Would I recommend this? I liked the art, in particular the way that the artist conveys Saitama’s disaffection and depression. I was not thrilled by the frequent spectacular bloodshed. I didn’t like the protagonist. Saitama is something of a one-note character and the story doesn’t really make a case that the reader should care that he’s miserable2. The supporting characters, on the other hand, are more interesting. Interesting enough that I could finish reading volume one.

One-Punch Man Volume One is available here (Amazon) and here (Chapters-Indigo).

1: The series does feature a pesky ninja, but he’s less of a supervillain and more of an amusement for Saitama. Aware that the ninja presents no serious threat to him, and unaware that the fellow has a body-count in the dozens, Saitama is always careful not to kill his sparring partner.

2: Mind you, the other heroes should be concerned that Saitama might someday decide to turn on them. He might think that the heroes will provide him with the challenge that mere monsters cannot. This never enters their minds. Saitama doesn’t boast; his enemies die the minute they vex him, often without witnesses. You might say that he’s a stealth superhero.

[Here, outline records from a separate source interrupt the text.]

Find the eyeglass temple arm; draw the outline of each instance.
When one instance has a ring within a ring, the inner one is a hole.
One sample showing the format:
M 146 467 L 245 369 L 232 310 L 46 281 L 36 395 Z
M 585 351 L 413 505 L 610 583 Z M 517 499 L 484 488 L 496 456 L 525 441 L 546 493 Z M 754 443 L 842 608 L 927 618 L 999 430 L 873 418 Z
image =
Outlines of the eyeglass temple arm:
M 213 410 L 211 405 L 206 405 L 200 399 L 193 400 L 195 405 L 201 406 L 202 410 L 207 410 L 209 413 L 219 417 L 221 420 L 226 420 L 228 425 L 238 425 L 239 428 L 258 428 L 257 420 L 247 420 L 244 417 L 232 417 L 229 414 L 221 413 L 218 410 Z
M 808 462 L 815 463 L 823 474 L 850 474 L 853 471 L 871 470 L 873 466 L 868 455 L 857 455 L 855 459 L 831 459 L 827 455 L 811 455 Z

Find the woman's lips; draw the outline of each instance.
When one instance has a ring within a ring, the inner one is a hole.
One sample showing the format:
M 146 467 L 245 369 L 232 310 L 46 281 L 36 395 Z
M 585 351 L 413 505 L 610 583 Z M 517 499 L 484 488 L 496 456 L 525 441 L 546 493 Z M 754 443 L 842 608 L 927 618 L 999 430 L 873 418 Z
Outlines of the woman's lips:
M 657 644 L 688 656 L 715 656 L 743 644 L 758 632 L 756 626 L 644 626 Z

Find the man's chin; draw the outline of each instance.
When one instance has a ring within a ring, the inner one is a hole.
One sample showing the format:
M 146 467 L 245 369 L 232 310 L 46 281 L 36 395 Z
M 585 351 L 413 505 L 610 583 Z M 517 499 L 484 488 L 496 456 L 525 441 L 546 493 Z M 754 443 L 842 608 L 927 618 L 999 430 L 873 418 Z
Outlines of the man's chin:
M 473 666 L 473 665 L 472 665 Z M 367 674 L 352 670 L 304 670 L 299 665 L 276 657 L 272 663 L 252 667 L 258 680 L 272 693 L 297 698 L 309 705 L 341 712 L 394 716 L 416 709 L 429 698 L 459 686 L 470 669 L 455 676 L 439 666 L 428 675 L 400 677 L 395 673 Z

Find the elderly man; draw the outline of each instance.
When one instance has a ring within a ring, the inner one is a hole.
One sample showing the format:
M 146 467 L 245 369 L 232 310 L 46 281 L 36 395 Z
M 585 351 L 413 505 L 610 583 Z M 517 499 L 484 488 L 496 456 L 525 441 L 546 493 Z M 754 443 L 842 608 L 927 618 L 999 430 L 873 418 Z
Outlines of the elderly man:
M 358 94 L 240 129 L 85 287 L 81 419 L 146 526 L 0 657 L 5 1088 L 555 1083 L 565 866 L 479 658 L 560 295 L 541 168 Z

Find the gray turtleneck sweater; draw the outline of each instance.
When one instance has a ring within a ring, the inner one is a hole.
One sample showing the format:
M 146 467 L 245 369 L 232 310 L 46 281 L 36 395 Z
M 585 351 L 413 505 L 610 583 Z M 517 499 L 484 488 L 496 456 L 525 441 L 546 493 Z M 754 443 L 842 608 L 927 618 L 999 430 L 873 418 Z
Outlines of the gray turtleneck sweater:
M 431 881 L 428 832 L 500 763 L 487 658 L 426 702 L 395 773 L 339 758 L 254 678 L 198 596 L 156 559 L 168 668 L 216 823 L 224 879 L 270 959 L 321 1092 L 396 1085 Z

  • It's been a while, but I remember these as getting better over time. They gradually build up a complex world with interesting characters without ever letting go of the central conceit -- Saitama never meets an opponent he can't dispatch with one punch.

    It's a rare case of something that started as a webcomic and has since grown to be a high-Q media property. (Okay, high-Q for anime fans.)

    Doug M.

  • Michael Grosberg

    The anime was very funny, but your review makes the manga sound dour. Is that the case?

  • James Nicoll

    I think it is funny to some people but not to me.

  • PeterM

    One summer back in the day I did a hundred situps and pushups a day and walked 5+ miles several days a week. I lost a ton of weight but did not develop superpowers. If I'd known that was an option I'd have done the whole regime.

    What defeated my efforts was meeting my now-wife and her cooking skills. Suddenly I had better things to do with my time and better food than the healthy stuff I'd been half-heartedly eating. I regret nothing.

  • Robert Carnegie

    So this isn't the one where a Japanese hero - a super-powered salaryman? - beats up inconsiderate bosses, and and inconsiderate motorists, and shopkeepers who say "there's no demand for" what you're demanding so they don't sell it - that sort of thing. Or perhaps it was in issue one, then there were giant monsters.

    In Marvel Comic, the character Swarm is an actual 1940s Nazi scientist who (unintentionally?) transferred his mind, permanently, into a hive of bees. Difficult to punch. Something for Mosquito Girl to consider. Swarm tends to be associated with either the hive queen or, ah, his original skeleton (ecch), so those are vulnerabilities; his skeleton got destroyed, but it looks like he could get someone else's to maintain the visual.